These days, pro soccer in America plays by the same rules as everyone else in the world. That wasn't always the case, though — not in the old North American Soccer League, and not in the early days of Major League Soccer. Both leagues refused to trust Americans to enjoy soccer by its worldwide rules, so they tried to make a few tweaks.
Looking back, it's hard to believe that the changes ever got approved.
When MLS launched in 1996, it had borrowed some of the NASL's strangest rules, in the hopes of getting the attention of American fans. Chief among them was the penalty shootout at the end of every tied game, to ensure a winner. But not just a traditional penalty-kick shootout from a fixed spot. Instead, shooters lined up 35 yards from the goal, simulating a breakaway situation.

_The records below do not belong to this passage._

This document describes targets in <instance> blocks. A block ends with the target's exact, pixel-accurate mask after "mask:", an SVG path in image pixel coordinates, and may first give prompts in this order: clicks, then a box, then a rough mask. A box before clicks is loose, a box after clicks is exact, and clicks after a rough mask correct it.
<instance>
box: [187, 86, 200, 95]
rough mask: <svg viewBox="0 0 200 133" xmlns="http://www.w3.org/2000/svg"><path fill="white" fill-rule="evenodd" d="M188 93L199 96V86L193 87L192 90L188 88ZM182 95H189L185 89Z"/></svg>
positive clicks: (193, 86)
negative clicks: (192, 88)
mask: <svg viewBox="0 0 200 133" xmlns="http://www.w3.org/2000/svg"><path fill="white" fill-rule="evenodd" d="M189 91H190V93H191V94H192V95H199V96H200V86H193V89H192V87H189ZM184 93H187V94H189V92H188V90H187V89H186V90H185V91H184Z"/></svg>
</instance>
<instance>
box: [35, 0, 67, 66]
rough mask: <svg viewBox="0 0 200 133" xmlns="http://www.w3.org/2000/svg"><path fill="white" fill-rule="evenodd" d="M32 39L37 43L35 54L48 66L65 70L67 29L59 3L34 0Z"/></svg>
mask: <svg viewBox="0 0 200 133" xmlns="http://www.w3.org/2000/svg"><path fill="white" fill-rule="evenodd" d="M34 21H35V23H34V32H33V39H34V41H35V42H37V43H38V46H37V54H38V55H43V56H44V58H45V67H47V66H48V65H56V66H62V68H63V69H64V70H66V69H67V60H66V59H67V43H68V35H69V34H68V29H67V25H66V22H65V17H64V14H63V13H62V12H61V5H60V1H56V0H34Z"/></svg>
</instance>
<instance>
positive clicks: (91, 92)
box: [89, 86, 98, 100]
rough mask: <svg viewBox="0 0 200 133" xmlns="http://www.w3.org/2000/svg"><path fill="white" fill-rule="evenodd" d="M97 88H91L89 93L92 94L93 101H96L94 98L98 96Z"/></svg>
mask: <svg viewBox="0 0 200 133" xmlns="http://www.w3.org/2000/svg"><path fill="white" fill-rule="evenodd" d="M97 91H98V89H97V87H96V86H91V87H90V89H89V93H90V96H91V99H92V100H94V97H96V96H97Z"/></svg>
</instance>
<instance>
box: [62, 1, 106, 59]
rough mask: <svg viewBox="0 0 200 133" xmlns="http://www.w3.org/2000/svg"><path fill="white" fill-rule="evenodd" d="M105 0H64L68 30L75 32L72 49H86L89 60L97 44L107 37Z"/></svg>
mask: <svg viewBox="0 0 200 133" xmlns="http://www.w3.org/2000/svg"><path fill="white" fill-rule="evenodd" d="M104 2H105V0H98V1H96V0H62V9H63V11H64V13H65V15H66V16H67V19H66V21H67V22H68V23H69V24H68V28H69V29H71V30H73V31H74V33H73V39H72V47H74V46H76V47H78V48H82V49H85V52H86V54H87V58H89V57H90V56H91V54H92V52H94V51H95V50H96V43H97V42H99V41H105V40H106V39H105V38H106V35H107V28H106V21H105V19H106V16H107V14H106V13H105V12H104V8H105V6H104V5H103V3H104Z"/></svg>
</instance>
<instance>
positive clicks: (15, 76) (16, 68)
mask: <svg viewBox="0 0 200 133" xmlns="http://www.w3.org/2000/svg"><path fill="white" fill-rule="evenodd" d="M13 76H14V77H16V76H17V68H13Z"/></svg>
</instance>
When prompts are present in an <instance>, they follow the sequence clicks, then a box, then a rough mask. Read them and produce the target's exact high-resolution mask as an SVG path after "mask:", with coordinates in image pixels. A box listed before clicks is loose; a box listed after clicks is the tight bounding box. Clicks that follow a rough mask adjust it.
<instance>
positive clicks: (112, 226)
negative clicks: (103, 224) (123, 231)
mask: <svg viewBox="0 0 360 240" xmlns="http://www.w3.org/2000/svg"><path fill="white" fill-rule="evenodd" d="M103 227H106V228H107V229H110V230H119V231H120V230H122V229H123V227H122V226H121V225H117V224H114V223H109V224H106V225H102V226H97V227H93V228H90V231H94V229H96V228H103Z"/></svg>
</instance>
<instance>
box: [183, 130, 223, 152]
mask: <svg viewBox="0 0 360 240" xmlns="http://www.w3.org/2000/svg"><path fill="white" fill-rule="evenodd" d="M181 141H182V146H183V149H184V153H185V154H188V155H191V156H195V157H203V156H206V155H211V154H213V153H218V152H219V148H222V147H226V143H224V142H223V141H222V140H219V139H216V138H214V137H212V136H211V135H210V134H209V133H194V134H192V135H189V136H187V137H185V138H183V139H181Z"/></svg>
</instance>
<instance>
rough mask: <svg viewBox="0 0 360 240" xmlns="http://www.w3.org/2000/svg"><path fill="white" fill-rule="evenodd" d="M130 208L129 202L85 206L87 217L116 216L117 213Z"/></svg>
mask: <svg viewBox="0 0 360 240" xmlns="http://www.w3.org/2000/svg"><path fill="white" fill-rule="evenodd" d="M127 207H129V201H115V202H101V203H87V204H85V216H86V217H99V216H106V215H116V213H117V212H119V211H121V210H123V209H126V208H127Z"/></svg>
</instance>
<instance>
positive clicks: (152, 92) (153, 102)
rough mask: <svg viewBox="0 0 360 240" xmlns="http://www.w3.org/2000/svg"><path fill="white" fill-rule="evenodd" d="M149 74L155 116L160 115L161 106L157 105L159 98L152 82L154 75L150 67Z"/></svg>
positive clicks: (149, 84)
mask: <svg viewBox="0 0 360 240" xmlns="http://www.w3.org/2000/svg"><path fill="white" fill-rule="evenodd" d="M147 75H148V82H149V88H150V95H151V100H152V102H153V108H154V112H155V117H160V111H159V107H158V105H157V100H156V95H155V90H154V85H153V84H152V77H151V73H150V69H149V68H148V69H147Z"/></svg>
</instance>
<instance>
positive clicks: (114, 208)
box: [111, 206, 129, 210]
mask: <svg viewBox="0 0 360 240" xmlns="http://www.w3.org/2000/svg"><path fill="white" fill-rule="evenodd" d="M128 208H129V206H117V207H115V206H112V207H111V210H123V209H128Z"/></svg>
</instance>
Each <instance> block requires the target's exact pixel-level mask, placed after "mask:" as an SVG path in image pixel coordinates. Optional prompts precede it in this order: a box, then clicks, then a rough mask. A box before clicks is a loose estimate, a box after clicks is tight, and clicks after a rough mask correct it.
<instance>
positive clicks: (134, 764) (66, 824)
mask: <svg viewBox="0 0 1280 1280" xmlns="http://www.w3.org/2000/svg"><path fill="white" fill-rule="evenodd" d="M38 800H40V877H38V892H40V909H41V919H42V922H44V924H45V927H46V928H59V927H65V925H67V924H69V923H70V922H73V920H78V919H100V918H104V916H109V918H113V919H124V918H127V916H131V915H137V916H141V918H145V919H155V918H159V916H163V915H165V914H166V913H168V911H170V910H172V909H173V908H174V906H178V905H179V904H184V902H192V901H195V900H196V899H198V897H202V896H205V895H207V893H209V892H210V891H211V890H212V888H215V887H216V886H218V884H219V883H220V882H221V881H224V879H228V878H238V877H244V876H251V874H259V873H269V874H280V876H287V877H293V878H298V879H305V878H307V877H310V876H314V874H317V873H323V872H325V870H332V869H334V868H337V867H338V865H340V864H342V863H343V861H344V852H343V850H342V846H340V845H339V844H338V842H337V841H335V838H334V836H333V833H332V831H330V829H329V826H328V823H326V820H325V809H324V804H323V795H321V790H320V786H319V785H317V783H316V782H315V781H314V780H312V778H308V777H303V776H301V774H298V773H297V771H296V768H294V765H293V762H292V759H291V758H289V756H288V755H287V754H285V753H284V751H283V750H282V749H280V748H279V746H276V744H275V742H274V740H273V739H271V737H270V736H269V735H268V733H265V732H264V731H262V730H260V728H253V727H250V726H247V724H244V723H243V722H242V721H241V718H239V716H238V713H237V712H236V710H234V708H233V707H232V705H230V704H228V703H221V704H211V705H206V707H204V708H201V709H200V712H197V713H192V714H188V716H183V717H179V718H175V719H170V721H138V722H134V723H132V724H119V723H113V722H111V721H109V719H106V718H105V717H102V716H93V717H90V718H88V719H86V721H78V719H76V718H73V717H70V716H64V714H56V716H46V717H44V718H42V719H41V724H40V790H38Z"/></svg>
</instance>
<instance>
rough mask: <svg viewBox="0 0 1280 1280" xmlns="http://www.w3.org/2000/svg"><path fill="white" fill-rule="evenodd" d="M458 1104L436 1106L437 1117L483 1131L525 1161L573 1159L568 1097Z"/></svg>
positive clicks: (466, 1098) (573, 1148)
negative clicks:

In practice, this led to goalkeepers and forwards running pell-mell at each other, followed by a brief moment of a player trying to shoot around the onrushing keeper. Its excitement was debatable; its potential for injuries wasn't, as the two players often careened into each other. The shootout was, thankfully, abandoned after the 1999 season.
Another rule change involved the clock, which counted down to zero rather than the traditional soccer clock, which counted up to 45:00. This mostly gave teams a renewed incentive to try to run out the clock if they were leading, since the referee couldn't punish time-wasting by adding stoppage time onto the end of the half or the game. Not surprisingly, giving teams a reason to slow down the game did not prove to be popular.
Perhaps the goofiest MLS-specific rule was a slight tweak to the rule that limits teams to three substitutions. MLS introduced a fourth substitution that was only allowed to be used for the goalkeeper. The rule died an ignominious death when coaches — chief among them current LAFC boss Bob Bradley — figured out that all they had to do was swap their keeper with another player who was already on the field, sub in a player for the new "goalkeeper," and then have the actual goalkeeper move back into the net.
There were other changes that some of the league's founding fathers wanted to make, such as introducing much bigger nets. By 2003, MLS had finally figured out that what American fans really wanted was the kind of soccer they saw on TV in Mexico and Europe, and in the World Cup.
The end of the goofy rules changes was the beginning of the modern era of MLS, when the league wasn't afraid of draws or stoppage time, and let the soccer sell itself. Hopefully, the league's success since has also put an end to the desire of American soccer executives to make wholesale changes to the sport as a whole.